There are three routes.

  1. Casual work. We have a waiting list for general warehouse work. In peak periods we recruit temporary casuals. Some get contracts and eventually become members.  Workers who have completed 12 months continuous employment can apply for trial membership.
  2. Specialists. We often recruit HGV drivers and other technical specialists on set employee contracts. Most become members.
  3. Trial Members. We recruit regularly. Advertisements in the local press generate hundreds of replies. We also receive many speculative applications.
  4. Trial members must pass a three-month probationary work trial before commencing a six-month membership training and induction process in each department where they are assessed against the member job description for their suitability as collective managers and multiskilled workers.

Then we vote on their application for membership of the co-operative.
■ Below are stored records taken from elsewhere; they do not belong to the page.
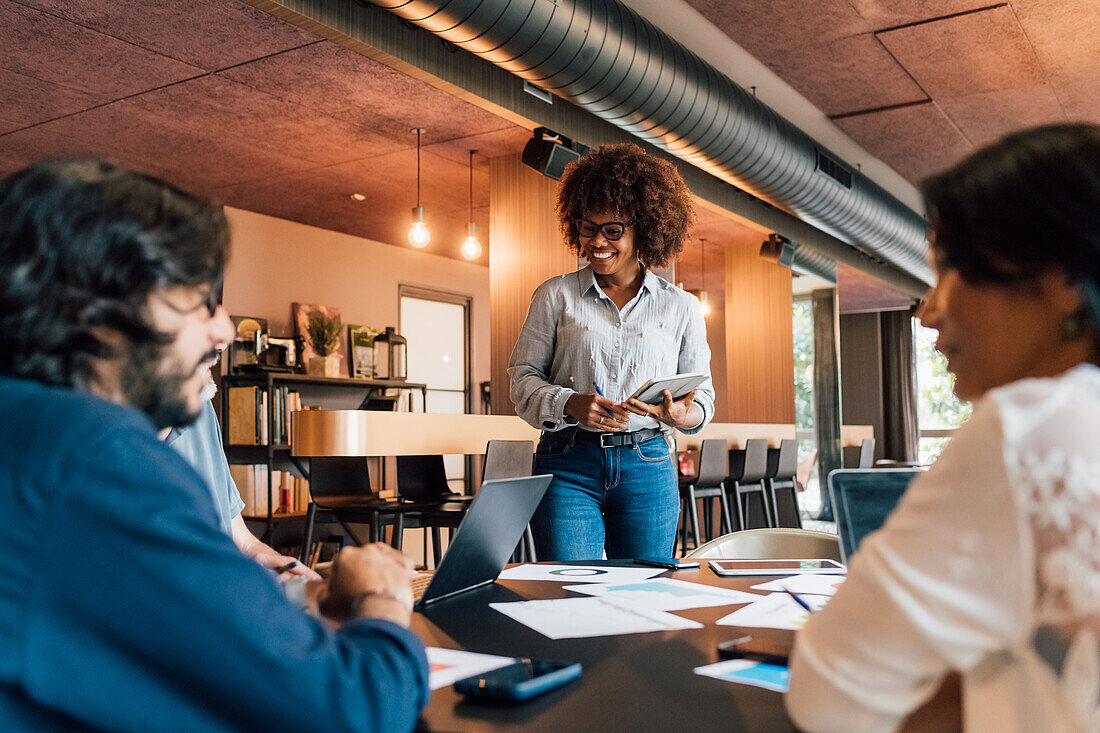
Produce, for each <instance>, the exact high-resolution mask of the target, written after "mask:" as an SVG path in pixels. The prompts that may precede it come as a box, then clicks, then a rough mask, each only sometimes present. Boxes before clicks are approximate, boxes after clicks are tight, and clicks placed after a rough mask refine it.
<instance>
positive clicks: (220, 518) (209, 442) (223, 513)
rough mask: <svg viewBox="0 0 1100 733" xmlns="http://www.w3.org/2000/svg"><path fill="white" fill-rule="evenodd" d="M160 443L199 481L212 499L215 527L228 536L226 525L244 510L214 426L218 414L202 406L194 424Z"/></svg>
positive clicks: (174, 431)
mask: <svg viewBox="0 0 1100 733" xmlns="http://www.w3.org/2000/svg"><path fill="white" fill-rule="evenodd" d="M164 441H165V442H166V444H168V445H169V446H172V448H173V449H174V450H175V451H176V452H177V453H179V455H180V456H183V457H184V460H186V461H187V464H188V466H190V467H191V468H193V469H195V470H196V471H197V472H198V474H199V475H200V477H201V478H202V481H204V482H205V483H206V485H207V489H209V490H210V495H211V496H213V505H215V508H216V510H217V511H218V524H219V525H220V526H221V528H222V532H224V533H227V534H230V533H231V532H232V528H231V527H230V523H231V522H232V521H233V517H235V516H237V515H238V514H240V513H241V510H243V508H244V502H243V501H241V493H240V492H239V491H238V490H237V484H235V483H233V477H232V475H231V474H230V473H229V462H228V461H227V460H226V449H224V448H223V447H222V445H221V425H219V424H218V414H217V413H215V412H213V405H212V404H211V403H210V401H209V400H208V401H205V402H204V403H202V412H201V413H200V414H199V418H198V419H197V420H195V423H194V424H191V425H188V426H186V427H182V428H172V431H171V433H168V437H167V438H165V439H164Z"/></svg>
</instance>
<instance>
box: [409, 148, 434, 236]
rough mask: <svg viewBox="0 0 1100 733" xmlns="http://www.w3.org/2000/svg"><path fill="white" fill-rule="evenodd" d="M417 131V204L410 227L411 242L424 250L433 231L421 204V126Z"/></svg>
mask: <svg viewBox="0 0 1100 733" xmlns="http://www.w3.org/2000/svg"><path fill="white" fill-rule="evenodd" d="M412 132H415V133H416V206H415V207H412V226H411V227H409V244H411V245H412V247H415V248H417V249H418V250H422V249H423V248H426V247H428V244H429V243H431V232H430V231H428V225H426V223H425V222H423V207H421V206H420V133H422V132H425V131H423V130H421V129H420V128H412Z"/></svg>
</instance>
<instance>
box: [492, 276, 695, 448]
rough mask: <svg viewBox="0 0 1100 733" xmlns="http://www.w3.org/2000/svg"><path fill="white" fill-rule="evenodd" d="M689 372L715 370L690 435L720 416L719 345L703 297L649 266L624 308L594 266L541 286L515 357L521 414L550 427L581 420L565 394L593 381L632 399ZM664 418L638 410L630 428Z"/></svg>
mask: <svg viewBox="0 0 1100 733" xmlns="http://www.w3.org/2000/svg"><path fill="white" fill-rule="evenodd" d="M685 372H706V374H707V378H706V381H704V382H703V383H702V384H701V385H700V386H698V390H697V391H696V392H695V400H694V402H695V403H696V404H697V405H698V406H700V407H702V409H703V420H702V422H701V423H700V424H698V425H696V426H694V427H692V428H686V429H682V430H681V431H682V433H685V434H689V435H690V434H693V433H698V431H700V430H702V429H703V427H704V426H705V425H706V424H707V423H708V422H709V420H711V418H712V417H713V416H714V386H713V384H712V383H711V376H709V373H711V348H709V347H708V346H707V343H706V324H705V322H704V320H703V315H702V314H701V313H700V311H698V300H696V299H695V297H694V296H693V295H691V294H689V293H685V292H683V291H682V289H680V288H679V287H675V286H674V285H672V284H671V283H669V282H668V281H665V280H663V278H661V277H658V276H657V275H654V274H653V273H651V272H649V271H646V277H645V280H643V281H642V284H641V287H640V288H638V293H637V295H635V296H634V298H632V299H631V300H630V302H629V303H627V304H626V306H624V307H623V309H621V310H619V308H618V306H616V305H615V302H614V300H612V299H610V298H609V297H607V295H605V294H604V292H603V289H602V288H601V287H599V284H598V283H596V278H595V275H594V274H593V272H592V269H591V267H587V266H585V267H582V269H581V270H579V271H576V272H574V273H569V274H566V275H561V276H559V277H552V278H551V280H548V281H547V282H544V283H542V284H541V285H539V286H538V288H537V289H536V291H535V295H533V296H531V306H530V309H528V311H527V319H526V320H525V321H524V328H522V330H521V331H520V333H519V338H518V339H517V340H516V348H515V349H513V351H511V359H509V361H508V376H509V378H510V379H511V402H513V404H515V406H516V414H517V415H519V416H520V417H522V418H524V419H525V420H527V422H528V423H529V424H530V425H532V426H535V427H537V428H541V429H543V430H560V429H562V428H564V427H568V426H570V425H575V424H576V420H574V419H573V418H572V417H569V416H568V415H565V414H564V409H565V402H566V401H568V400H569V398H570V397H571V396H572V395H573V394H576V393H581V394H592V393H593V392H595V387H593V386H592V383H593V382H595V383H596V384H598V385H599V387H601V389H602V390H603V393H604V395H605V396H606V397H607V398H609V400H612V401H613V402H624V401H626V400H627V398H628V397H629V396H630V395H631V394H634V393H635V392H636V391H637V389H638V387H640V386H641V385H642V384H645V383H646V382H648V381H649V380H651V379H653V378H657V376H671V375H673V374H683V373H685ZM658 426H660V423H658V422H657V420H656V419H654V418H652V417H642V416H640V415H630V423H629V425H628V427H627V429H628V430H639V429H641V428H647V427H658Z"/></svg>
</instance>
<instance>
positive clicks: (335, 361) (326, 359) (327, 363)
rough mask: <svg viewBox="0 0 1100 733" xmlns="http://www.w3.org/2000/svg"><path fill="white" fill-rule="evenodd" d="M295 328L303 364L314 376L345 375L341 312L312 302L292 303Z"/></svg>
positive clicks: (309, 371) (342, 334) (306, 368)
mask: <svg viewBox="0 0 1100 733" xmlns="http://www.w3.org/2000/svg"><path fill="white" fill-rule="evenodd" d="M292 315H293V317H294V329H295V333H296V335H297V337H298V340H299V342H300V343H301V362H300V363H301V364H303V366H304V368H305V372H306V373H307V374H311V375H313V376H342V375H343V374H345V373H346V372H345V366H344V355H343V354H344V351H343V326H342V325H341V321H340V309H339V308H333V307H332V306H320V305H313V304H311V303H294V304H292Z"/></svg>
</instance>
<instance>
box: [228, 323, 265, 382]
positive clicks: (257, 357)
mask: <svg viewBox="0 0 1100 733" xmlns="http://www.w3.org/2000/svg"><path fill="white" fill-rule="evenodd" d="M229 319H230V320H231V321H233V329H234V330H235V331H237V333H235V336H234V337H233V341H232V343H230V344H229V371H230V372H231V373H233V372H239V371H243V369H246V368H249V366H254V365H255V364H256V363H257V362H259V355H260V352H261V351H262V349H263V337H264V336H265V335H266V333H267V319H266V318H259V317H256V316H230V317H229ZM257 340H259V341H260V343H259V344H257V343H256V342H257Z"/></svg>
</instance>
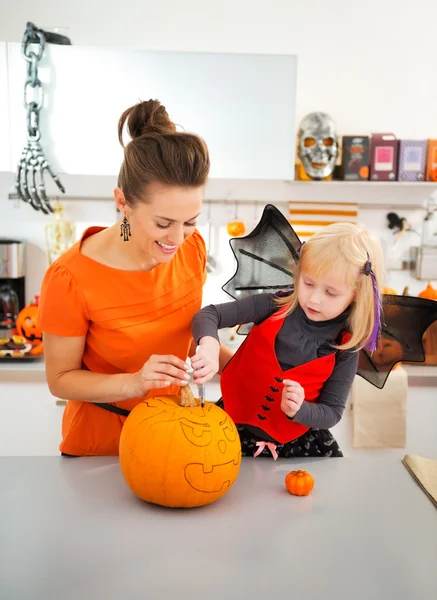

Unsuccessful trial members may continue in their technical job and try again, in most cases.

Company Philosophy

SUMA is an ethical business. Our reputation is our greatest asset. SUMA workers can uphold or damage that asset.

Suma’s mission statement is...

To provide a high quality service to customers and a rewarding working environment for the workers, within a sustainable, ethical, co-operative business structure.
To strive to promote a healthier lifestyle by supplying ethical, eco-friendly, vegetarian products.

Does it work?

SUMA has grown consistently since 1974 and thrives in a fiercely competitive market by providing a better service to our customers and better jobs for our workers.
We continue to successfully develop new business options, innovative SUMA brand products and reach new and different customers.
At SUMA, changes are democratically agreed and supported by the membership, not imposed by management and paid for by the workforce.

Many companies say they want recruits to be good team members. We mean it.